At the end of October 2020, we learned that the Women and Equalities Select Committee is holding an Inquiry into Reform of the Gender Recognition Act (2004).

 

Although we thought we had put this to bed when the Report on the Consultation into the Gender Recognition Act was published by the Government Equalities Office on 22nd September, it is not unusual for a Committee to establish an Inquiry to respond to Government recommendations or proposals for legislation.

 

The Women and Equalities Select Committee is mostly comprised of new members who will not have been involved in the previous Consultation held in 2018.  Therefore it is important that we make sure that they understand the issues at stake and that women’s voices are heard.

 

The call for written submissions closes on Friday November 27th.  

 

The Inquiry is split into two sections:

 

•    The Government’s response to the GRA consultation

•    Wider issues concerning transgender equality and current legislation

 

Many of the questions are similar to those in the original Consultation on the GRA from 2018.

 

You do not have to answer all the questions, and can focus on the ones that are most relevant.

 

We will be making a submission focussing on the following question in relation to women in prison:

 

Are the provisions in the Equality Act for the provision of single-sex and separate-sex spaces and facilities in some circumstances clear and usable for service providers and service users? If not, is reform or further guidance needed?

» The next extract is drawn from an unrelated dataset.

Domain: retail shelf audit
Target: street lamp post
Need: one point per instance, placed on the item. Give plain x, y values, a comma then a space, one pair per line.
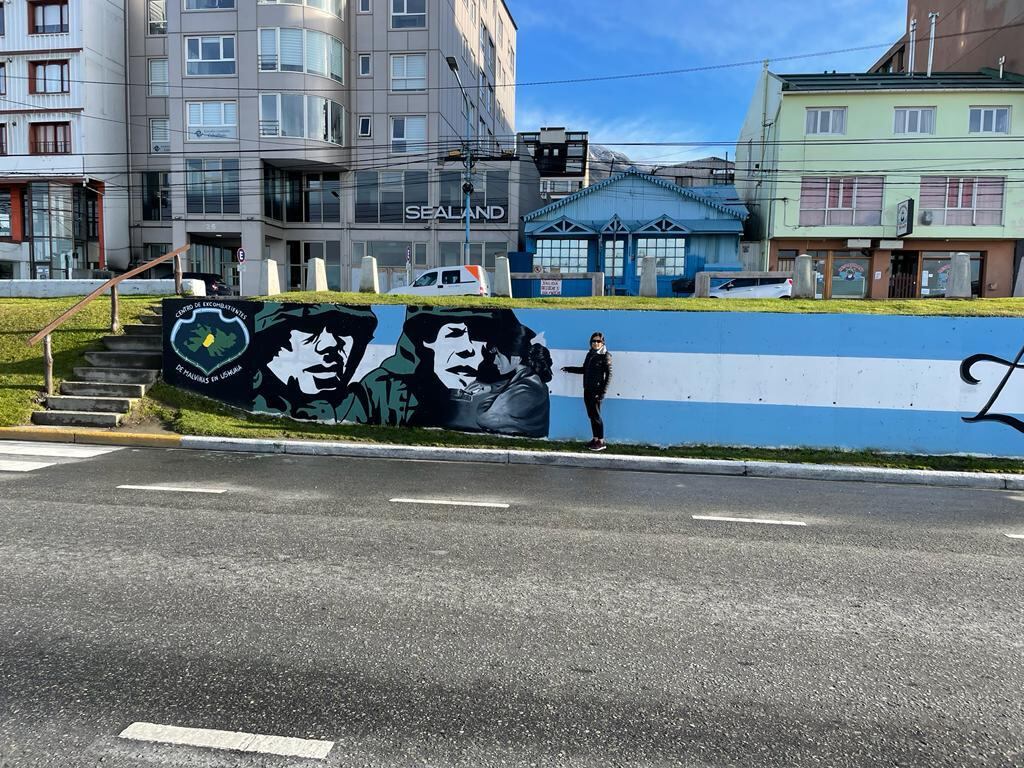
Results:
467, 183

We urge you to make your own submissions.  You can use the resources here to focus on women in prison.  You may find the interview with KPSS Director Kate Coleman a helpful introduction to the issues.

 

The women’s rights organisation WPUK has produced a guide to making submissions, including links to useful resources concerning other issues.

Points to note:

 

•    Submissions should not be published, e.g. on a blog, on social media, or elsewhere.

•    If accepted by the Committee, submissions will be published by Parliament and will be publicly available.

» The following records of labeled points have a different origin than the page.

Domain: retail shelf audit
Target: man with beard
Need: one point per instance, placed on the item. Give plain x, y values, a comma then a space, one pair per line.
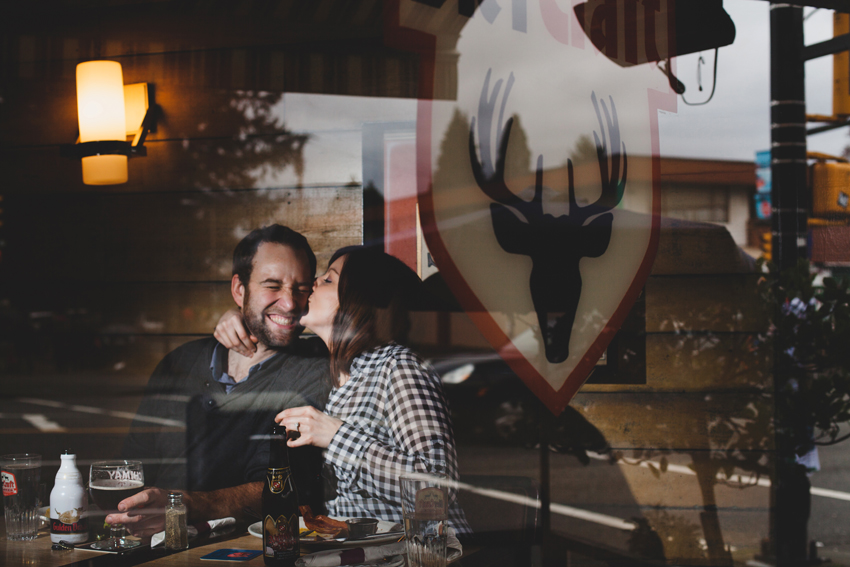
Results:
228, 401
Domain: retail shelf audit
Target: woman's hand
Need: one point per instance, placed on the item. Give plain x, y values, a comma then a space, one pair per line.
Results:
230, 331
316, 428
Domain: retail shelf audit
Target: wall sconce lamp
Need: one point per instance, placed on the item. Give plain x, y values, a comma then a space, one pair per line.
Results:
108, 111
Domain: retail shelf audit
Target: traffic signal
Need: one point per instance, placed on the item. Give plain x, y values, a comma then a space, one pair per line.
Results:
630, 32
841, 68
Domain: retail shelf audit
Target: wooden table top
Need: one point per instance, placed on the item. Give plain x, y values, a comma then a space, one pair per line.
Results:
37, 553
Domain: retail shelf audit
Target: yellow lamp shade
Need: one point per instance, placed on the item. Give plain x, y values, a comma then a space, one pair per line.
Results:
100, 109
105, 170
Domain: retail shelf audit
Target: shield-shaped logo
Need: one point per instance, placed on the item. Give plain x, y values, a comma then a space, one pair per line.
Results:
537, 214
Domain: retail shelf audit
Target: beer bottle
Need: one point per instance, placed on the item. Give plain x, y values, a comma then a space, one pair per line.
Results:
280, 505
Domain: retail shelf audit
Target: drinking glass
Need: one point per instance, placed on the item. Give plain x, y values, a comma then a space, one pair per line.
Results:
21, 474
424, 502
110, 482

•    You can request that your submission be anonymous.

•    Matters currently before a court of law cannot be referred to, neither can matters in respect of which court proceedings are imminent.  This means we cannot refer to the Judicial Review, even though it has been adjourned.

 

The Committee has provided clear guidance about the form that submissions should take:

 

Guidelines

 

To successfully make a submission via an online form on a committee’s website, documents need to:

 

•    Be less than 25 MB in size

•    Be in Word (doc, docx, rtf, txt, xml or odt format, not PDF)

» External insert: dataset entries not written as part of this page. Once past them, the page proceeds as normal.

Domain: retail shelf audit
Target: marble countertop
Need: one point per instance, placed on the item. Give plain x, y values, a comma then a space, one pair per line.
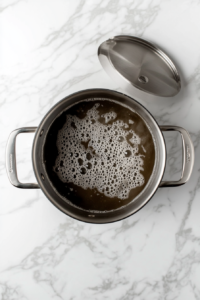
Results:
48, 51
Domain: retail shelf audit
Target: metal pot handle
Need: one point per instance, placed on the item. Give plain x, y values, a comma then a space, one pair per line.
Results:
11, 166
188, 156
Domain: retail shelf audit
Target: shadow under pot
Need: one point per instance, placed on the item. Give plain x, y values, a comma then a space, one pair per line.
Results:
99, 156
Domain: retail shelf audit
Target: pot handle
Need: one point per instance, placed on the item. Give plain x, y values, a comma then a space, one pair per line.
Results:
188, 156
11, 166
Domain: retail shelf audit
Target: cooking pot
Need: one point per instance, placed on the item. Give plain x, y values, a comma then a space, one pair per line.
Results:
58, 200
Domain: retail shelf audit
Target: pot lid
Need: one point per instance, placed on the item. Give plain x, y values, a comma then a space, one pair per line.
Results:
135, 63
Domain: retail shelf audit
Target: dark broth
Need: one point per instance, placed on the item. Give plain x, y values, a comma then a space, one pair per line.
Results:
59, 165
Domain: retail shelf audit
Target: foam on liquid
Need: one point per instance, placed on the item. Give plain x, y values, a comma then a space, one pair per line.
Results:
96, 155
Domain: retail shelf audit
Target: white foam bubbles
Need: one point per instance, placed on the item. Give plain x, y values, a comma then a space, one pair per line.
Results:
102, 156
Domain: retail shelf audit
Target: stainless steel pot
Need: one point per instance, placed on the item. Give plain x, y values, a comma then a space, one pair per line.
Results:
46, 185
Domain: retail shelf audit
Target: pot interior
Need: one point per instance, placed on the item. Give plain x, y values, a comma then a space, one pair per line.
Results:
77, 156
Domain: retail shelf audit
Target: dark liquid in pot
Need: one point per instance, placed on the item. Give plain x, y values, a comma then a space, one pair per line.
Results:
99, 155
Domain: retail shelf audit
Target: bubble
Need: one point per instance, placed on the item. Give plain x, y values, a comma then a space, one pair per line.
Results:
120, 139
88, 156
83, 171
97, 155
89, 166
128, 153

•    Contain as few logos or embedded pictures as possible

•    Contain no macros

•    Comprise a single document. If there are any annexes or appendices, these should be included in the same document.

 

It also assists the committee if those submitting evidence adhere to the following guidelines. Each submission should:

 

•    State clearly who the submission is from, i.e. whether from yourself in a personal capacity or sent on behalf of an organisation, for example the submission could be headed ‘Written evidence submitted by xxxxx’

•    Be concise - we recommend no more than 3,000 words in length, unless otherwise stated in the inquiry terms of reference

•    Begin with an executive summary in bullet form of the main points made in the submission

•    Include a brief introduction about yourself/your organisation and your reason for submitting evidence

•    Have numbered paragraphs

•    Include any factual information you have to offer from which the committee might be able to draw conclusions, or which could be put to other witnesses for their reactions

•    Include any recommendations for action by the Government or others which you would like the committee to consider.

 

The call for written submissions closes on Friday November 27th.